My father’s truck was gone when we arrived home. Jimmy Lee leaned over to kiss me but I pulled back and hopped out of the truck.
“That’s it? No goodbye kiss? I’m goin’ back to school. Won’t you miss me?” He looked so hurt, and the last thing I wanted was an argument.
“Sorry,” I said, and reluctantly climbed back into the truck. I scooched across the seat and pecked his cheek.
“That’s more like it,” he said.
Anger bubbled up again, but this time, I found my voice. “Jimmy Lee, I asked you to stop, and…” I saw it then, a look in his eye that said it all. Not only was I wasting his time telling him something he didn’t want to hear, but he could no better understand what I was saying than I could understand what he’d done to those boys. “Nevermind,” I said, and slammed the door.

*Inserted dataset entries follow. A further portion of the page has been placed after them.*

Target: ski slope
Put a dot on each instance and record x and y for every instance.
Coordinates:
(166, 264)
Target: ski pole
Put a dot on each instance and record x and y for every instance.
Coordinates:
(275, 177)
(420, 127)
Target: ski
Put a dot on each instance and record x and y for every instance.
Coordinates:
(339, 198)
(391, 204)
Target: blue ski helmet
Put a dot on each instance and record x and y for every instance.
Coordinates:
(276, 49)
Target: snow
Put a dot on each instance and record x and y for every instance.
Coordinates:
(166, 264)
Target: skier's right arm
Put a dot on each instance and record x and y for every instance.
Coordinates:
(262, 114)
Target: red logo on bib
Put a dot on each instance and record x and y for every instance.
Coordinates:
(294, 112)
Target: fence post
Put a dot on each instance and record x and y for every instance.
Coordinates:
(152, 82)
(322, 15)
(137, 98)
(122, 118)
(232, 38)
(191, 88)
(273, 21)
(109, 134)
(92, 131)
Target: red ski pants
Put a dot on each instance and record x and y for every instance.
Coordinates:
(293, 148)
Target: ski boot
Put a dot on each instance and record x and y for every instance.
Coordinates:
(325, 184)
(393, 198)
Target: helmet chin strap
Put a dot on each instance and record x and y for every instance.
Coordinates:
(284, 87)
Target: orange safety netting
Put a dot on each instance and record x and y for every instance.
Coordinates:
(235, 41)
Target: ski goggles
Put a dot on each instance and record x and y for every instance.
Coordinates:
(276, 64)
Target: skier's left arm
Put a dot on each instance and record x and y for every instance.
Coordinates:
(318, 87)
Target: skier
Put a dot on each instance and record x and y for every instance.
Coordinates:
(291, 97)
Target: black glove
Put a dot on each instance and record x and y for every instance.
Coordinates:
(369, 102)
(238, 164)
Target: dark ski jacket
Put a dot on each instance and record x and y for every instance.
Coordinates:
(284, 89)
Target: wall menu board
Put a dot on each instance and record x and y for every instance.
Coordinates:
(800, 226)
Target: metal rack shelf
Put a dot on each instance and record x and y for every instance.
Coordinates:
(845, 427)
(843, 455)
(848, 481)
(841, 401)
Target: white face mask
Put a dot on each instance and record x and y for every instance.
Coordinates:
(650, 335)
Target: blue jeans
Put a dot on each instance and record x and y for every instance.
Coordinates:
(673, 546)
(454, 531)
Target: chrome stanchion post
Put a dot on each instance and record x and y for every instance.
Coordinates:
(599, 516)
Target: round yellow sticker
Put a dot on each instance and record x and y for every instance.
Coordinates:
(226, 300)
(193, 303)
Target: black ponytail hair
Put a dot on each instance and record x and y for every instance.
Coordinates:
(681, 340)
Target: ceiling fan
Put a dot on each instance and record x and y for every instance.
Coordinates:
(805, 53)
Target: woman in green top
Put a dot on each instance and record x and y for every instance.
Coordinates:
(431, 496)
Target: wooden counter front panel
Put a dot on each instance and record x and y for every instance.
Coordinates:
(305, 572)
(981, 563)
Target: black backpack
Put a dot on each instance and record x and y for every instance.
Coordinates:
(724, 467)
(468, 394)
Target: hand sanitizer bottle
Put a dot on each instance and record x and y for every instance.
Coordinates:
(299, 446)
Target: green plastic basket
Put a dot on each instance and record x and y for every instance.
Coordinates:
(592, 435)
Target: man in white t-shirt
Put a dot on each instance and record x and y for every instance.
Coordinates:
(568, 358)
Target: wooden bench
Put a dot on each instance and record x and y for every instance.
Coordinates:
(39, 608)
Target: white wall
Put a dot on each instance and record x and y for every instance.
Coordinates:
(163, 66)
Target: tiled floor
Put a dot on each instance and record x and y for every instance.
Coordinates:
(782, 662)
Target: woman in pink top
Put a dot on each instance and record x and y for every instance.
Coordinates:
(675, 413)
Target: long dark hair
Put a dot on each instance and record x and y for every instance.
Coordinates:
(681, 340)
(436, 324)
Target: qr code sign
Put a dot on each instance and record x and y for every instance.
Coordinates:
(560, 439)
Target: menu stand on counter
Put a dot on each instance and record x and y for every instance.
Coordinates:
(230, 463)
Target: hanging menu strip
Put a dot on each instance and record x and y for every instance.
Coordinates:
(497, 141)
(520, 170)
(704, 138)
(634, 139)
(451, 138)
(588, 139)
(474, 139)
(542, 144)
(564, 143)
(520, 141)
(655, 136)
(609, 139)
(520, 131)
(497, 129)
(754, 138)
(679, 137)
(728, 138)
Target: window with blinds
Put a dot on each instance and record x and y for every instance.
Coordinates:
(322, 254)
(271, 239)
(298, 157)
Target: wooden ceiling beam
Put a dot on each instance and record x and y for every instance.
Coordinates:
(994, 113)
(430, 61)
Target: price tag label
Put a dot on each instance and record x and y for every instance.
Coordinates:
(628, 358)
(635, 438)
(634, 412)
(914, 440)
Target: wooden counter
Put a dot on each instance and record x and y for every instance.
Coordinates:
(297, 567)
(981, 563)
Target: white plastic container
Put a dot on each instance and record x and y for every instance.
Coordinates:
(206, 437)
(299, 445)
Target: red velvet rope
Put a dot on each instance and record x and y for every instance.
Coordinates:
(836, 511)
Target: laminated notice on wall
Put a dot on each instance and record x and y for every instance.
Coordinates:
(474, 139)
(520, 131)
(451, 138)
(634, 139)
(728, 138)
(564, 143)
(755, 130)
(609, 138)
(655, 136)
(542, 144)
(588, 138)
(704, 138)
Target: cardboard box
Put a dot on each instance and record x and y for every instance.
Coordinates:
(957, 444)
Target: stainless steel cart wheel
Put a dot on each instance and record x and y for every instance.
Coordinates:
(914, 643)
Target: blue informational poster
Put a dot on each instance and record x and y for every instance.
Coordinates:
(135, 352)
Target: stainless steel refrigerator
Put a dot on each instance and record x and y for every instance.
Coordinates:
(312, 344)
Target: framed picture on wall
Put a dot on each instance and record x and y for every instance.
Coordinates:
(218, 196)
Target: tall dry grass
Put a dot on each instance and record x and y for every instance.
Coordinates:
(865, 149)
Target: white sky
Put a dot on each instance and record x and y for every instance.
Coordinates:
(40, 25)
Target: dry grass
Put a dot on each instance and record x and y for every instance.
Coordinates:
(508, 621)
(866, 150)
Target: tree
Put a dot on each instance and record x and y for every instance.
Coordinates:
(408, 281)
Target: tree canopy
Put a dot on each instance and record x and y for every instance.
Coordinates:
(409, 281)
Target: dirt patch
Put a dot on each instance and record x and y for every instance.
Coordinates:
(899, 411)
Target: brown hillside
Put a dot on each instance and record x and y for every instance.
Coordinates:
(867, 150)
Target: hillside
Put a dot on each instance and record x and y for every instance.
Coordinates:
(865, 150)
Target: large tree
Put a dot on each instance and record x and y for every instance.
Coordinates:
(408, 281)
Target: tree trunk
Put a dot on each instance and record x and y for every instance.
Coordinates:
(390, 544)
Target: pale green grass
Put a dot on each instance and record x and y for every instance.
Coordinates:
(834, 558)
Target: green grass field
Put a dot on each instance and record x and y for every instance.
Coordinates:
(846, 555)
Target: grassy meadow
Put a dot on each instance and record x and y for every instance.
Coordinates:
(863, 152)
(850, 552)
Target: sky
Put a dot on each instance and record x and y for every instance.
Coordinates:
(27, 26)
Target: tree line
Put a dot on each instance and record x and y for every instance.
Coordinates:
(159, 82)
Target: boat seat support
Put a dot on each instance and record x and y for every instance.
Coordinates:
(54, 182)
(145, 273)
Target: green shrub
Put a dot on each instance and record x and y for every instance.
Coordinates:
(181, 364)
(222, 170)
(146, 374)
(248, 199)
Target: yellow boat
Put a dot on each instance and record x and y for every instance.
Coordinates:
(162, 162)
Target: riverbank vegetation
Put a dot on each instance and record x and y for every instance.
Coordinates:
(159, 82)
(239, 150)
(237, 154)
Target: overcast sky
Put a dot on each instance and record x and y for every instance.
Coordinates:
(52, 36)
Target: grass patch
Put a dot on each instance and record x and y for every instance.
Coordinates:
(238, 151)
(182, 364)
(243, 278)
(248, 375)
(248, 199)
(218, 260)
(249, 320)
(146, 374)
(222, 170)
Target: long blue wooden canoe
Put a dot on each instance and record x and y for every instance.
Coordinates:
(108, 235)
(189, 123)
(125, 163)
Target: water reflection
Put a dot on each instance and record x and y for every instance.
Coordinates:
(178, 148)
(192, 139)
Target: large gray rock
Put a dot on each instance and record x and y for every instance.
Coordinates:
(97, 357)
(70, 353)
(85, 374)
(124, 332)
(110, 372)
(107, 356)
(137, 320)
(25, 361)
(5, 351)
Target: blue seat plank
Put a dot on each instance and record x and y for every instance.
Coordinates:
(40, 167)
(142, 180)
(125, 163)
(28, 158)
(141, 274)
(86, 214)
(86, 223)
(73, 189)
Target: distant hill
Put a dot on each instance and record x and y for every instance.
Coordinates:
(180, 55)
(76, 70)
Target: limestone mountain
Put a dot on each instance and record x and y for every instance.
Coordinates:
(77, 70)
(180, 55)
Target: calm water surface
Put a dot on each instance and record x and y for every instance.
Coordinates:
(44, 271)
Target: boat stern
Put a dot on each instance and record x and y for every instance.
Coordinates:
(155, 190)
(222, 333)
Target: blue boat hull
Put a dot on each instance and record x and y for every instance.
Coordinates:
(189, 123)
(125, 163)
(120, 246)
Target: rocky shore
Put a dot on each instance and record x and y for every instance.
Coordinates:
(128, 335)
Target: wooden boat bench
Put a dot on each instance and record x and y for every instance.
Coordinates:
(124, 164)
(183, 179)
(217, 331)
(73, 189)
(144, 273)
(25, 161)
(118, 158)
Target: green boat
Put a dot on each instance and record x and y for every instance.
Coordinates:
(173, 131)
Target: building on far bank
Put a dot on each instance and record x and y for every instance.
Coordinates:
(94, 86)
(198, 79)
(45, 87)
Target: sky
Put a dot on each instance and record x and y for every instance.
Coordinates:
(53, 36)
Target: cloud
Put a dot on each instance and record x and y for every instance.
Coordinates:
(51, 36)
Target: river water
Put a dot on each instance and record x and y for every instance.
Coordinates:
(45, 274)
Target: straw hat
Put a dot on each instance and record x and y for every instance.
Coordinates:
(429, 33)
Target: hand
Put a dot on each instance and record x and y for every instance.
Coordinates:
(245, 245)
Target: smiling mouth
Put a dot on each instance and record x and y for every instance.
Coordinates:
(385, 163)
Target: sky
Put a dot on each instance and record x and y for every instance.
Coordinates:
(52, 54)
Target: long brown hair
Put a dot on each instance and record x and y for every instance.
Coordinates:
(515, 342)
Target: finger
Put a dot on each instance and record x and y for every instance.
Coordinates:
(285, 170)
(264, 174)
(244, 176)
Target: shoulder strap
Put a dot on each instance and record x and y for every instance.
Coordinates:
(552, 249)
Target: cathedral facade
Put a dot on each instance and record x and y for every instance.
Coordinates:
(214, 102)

As I walked toward the house, I could feel my heart breaking into a million little pieces. I couldn’t bear to face Mama. I knew I’d break down in tears and have to tell her the truth. She’d surely kill Jimmy Lee if she knew he’d forced himself on me. Or had he? Had I led him on? Confusion drove me around the house to the backyard. I didn’t dare look at the windows of the house, or toward the barn or the garden. I didn’t want to accidentally see Mama. I ducked beneath the drying line hanging from the massive oak tree in our backyard, and hurried toward the cellar doors, thinking about how livid Daddy would be if I backed out of the wedding. All he ever wanted for me was to be happy, like him and Mama, and I don’t think Daddy could understand how I could be anything
but
happy with Jimmy Lee.
It was time to get my feelings in check. I pulled open the cold, metal doors and descended the stairs into the dark dirt cellar where Mama kept jugs of water, first aid kits, towels, and all sorts of canned supplies in case of tornadoes. The damp, earthy smell was cold and seemed appropriate given what I’d done. I quickly slithered out of my clothes and doused a towel in water. I scrubbed his kisses from my neck, his touch from my breasts. The water was cool, raising goose bumps on my arms and across my chest. The blood rushing in my ears reminded me of his lousy, lust-filled grunts, and I cried louder, trying to drown them out as I spread my legs and wiped his chlorine-like scent from within the soft folds of my skin. In my mind, my fighting him replayed over and over, and with it came more hatred, more disgust with myself. I started scrubbing his sweat from my stomach, legs, and arms. I was pressing too hard, deserving of the pain, and hoping it would wipe all of the ugliness of the last few weeks away. I scrubbed until my skin was red and raw. By the time I'd finished, my body shook and shivered, my heart ached from loneliness, and my mind ran in circles. There was nothing left for me to do but slip my soiled clothing back on, sit on the cold step, and sob until I had no more tears to free.
I washed my face, bundled the dirty towels together, and took them with me to the burn barrel by the barn, where I hid them beneath the debris. I hoped it might even burn away the memories of the afternoon, the alleyway, and the field where Jimmy Lee had stolen precious moments of those boys’ lives.